Health and social care integration, driven by the Health and Social Care Act 2012, is held out as the answer to the growing problem of having an ageing population with complex health needs, at a time when we also have rapidly declining public sector resources. Its efficacy remains to be seen.
However, with the introduction of the Better Care Fund from 1 April 2015, some substantially improved outcomes and savings are now being projected.
The Better Care Fund arrangements have been set up as pooled budgets – a type of partnership arrangement between NHS organisations and local authorities, whereby the partners contribute an agreed level of their resources into the pooled budget from which health and social care services are delivered or commissioned.
Each party retains its statutory obligations but one of the partners must be nominated to act as the “host” partner who is then responsible for the budget’s overall accounts and audit.
There are many variations of these arrangements, including those with a “virtual” pooled budget where each party retains its own commissioning activity and pays its own bills from its own funds.
It is important that all pooled budget arrangements should be documented in a signed agreement, which sets out
● the responsibilities of the partners,
● the accounting and reporting considerations,
● the governance arrangements which clarifies the accountability of each party.
The Chartered Institute of Public Finance (CIPFA) and Healthcare Financial Management Association’s own joint guidance recommends that particular consideration is given (amongst others) to:
● setting out a common understanding of the pooled budget’s aims
● documenting the statutory responsibilities of each partner and how they will be met
● providing clarity on the scope of the arrangement; what is and what is not covered
● setting out the governance and decision- making responsibilities
● the financial elements of the agreement, the contributions, payment timings, performance payment metrics etc.
The clarity of this agreement is instrumental in determining the potential impact of VAT on the available budgets.
The VAT implications of pooling budgets
This was covered by a recent CIPFA Finance Advisory Network Tax Advisory Service series and has been discussed by the CIPFA VAT Committee at recent meetings.
The pooling of budgets in this way has VAT implications, due to the fact that the NHS and local authorities have very different VAT regimes. The question to ask is which of those VAT rules apply, and to what extent does VAT incurred on costs become an additional cost to the budgets?
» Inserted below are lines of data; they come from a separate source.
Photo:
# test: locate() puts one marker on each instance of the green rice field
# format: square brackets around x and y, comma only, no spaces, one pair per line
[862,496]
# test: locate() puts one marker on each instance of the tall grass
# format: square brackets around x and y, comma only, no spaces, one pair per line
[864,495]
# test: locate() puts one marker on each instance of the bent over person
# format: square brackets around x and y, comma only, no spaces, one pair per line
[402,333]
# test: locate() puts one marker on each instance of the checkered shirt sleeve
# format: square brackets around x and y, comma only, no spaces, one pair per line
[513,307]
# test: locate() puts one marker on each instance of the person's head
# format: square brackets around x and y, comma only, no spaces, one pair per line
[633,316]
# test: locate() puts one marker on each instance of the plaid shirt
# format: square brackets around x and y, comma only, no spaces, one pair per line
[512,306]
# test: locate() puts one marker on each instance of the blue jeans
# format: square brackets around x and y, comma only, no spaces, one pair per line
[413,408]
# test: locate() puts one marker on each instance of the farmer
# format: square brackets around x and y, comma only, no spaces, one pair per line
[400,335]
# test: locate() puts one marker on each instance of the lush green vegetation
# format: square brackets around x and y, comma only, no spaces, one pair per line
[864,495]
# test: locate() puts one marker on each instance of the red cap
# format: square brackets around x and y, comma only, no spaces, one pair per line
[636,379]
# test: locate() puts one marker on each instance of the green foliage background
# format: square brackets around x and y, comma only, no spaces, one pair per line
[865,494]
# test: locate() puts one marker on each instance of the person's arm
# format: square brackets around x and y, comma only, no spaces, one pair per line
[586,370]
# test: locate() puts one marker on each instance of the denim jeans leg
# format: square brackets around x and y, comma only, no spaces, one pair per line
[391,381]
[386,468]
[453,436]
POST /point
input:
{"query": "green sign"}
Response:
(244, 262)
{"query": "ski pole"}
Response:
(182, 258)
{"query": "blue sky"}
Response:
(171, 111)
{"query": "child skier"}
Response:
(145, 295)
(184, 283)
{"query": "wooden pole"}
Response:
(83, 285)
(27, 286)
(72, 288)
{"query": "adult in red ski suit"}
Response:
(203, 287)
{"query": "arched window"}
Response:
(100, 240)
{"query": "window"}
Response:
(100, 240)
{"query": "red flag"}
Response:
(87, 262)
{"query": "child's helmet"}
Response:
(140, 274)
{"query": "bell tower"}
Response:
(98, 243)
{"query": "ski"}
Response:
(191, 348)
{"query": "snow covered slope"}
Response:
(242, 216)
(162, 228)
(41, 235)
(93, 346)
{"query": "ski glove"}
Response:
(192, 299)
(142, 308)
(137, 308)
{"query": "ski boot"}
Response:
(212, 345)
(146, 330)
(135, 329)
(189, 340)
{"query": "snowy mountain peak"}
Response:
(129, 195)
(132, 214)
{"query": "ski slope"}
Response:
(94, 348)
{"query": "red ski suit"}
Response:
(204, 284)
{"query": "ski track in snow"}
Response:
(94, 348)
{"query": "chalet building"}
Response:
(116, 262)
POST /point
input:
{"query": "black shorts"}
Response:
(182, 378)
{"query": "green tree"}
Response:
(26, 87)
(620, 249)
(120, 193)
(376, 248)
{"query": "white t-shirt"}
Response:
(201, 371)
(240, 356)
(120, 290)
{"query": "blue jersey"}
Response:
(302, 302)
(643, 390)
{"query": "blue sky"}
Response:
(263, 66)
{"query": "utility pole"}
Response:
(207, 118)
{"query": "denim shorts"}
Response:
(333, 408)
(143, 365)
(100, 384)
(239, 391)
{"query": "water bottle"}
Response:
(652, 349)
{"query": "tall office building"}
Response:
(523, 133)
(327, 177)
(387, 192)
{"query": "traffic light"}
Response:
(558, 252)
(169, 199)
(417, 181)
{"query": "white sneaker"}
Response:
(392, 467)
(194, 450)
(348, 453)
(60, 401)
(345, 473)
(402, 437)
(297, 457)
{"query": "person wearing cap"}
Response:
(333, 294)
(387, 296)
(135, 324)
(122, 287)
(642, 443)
The NHS is only able to recover VAT incurred in relation to its taxable business activities and under the Contracted Out Services rules. However, a local authority is able to recover VAT it incurs on both business and non-business activities, so long as it remains within its VAT partial exemption de-minimis thresholds.
This means that the operational structure of the pooled budget, and specifically the terms of the S75 agreement that is signed up to, can mean that VAT forms more or less of a part of the whole cost of the pooled budget.